I am gay and I know that coming out is a personal decision people make when they feel comfortable: you can’t force this.
It’s also insulting to doctors —credit us with the ability to judge the situation ourselves about asking for such information without issuing diktats.
I’m not going to change my practice: if you want to tell me you’re gay or straight that’s fine but I’m not going to ask you simply to tick a box on an equality form.
Language tests for nurses who trained abroad are to be watered down, as they’ve complained the tests are a ‘challenge’. Of course they are, that’s the point of exams. Nurses who’ve trained overseas make an incredible contribution to the NHS; without them it would collapse. But it’s only right that patients know nurses can understand and communicate with them and other members of staff.
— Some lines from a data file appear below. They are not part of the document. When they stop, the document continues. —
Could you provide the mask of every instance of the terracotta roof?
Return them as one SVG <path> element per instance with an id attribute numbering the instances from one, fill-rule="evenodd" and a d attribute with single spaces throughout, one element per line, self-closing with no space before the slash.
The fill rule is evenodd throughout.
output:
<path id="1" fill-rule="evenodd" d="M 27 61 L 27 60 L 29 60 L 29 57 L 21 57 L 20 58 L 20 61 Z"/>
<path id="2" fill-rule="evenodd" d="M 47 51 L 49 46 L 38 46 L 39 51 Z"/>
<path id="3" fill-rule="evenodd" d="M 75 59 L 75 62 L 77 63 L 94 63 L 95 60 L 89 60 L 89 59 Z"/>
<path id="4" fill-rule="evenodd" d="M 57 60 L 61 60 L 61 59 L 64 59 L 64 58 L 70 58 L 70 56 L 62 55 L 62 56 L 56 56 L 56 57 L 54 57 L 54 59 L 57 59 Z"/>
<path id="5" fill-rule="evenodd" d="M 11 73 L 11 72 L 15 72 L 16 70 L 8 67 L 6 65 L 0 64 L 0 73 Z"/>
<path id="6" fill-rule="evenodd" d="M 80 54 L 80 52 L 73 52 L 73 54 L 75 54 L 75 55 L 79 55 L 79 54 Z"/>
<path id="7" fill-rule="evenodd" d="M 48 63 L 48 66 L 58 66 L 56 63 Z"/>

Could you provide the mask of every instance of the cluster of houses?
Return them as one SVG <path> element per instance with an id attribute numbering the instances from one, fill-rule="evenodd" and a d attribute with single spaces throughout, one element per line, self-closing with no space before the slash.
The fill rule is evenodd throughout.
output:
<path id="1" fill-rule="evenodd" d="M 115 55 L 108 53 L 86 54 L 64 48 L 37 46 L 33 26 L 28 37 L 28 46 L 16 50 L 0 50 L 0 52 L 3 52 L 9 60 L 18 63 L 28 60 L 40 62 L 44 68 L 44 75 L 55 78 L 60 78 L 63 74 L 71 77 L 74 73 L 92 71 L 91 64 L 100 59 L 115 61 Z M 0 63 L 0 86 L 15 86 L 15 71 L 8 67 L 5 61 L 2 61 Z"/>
Rather than listening to applicants’ complaints, what about listening to patients whose health is put on the line because nurses can’t communicate properly in the language of the country where they work?
WHY OBESITY IS THE NEW ELEPHANT IN THE ROOM!
When it comes to big complex social problems, it’s tempting to find a bad guy to blame.
We see this time and again with obesity, where everything from genes to a lack of green spaces has been held responsible for the country’s bulging waistline.
In the firing line this week is advertising, with a coalition of the Royal Colleges and health charities calling for adverts for junk food to be banned during peak viewing times. Is this the answer? I don’t think so. Obesity is a relatively new problem; for the majority of our time on the planet, our problem was getting enough food to survive. But with the end of rationing after World War II, we’ve had increasing access to calorie-dense foods.
The rate of people considered clinically obese has risen from just 1 to 2 per cent in the Sixties to more than 25 per cent now. What’s going on? I think the answer lies in a study conducted a few years ago by the Department of Health that compared data from 1967 and 2010. Differences in lifestyle are clearly a factor: for instance, while 75 per cent of us walked for at least half an hour a day in the Sixties, now it’s just 40 per cent.
But what really stands out is the sharp contrast in attitudes. In 1967 nine out of ten people had attempted to lose weight in the past year compared with 57 per cent of adults in 2010. Most tellingly, 40 years ago only 7 per cent of people who considered themselves overweight had not done anything about it, compared with nearly half now.
So we just aren’t bothering to lose weight any more. And it’s no use banning adverts for foods that make you fat, if people don’t actually care if they’re fat.
Where has this complacency come from? It may be partly down to the fact that as more people are overweight, it’s viewed as increasingly normal — helped by the ‘big is beautiful’ mantra.
Meanwhile, doctors are wary of saying patients are ‘fat’ for fear of causing offence, too scared to confront the elephant in the room (excuse the pun). But let’s be honest, it’s also hard to listen to a doctor or nurse lecture you about obesity when so many are overweight themselves.
We need a social shift in how we view obesity so it’s less socially acceptable — and the place to start is surely in the ranks of the NHS itself.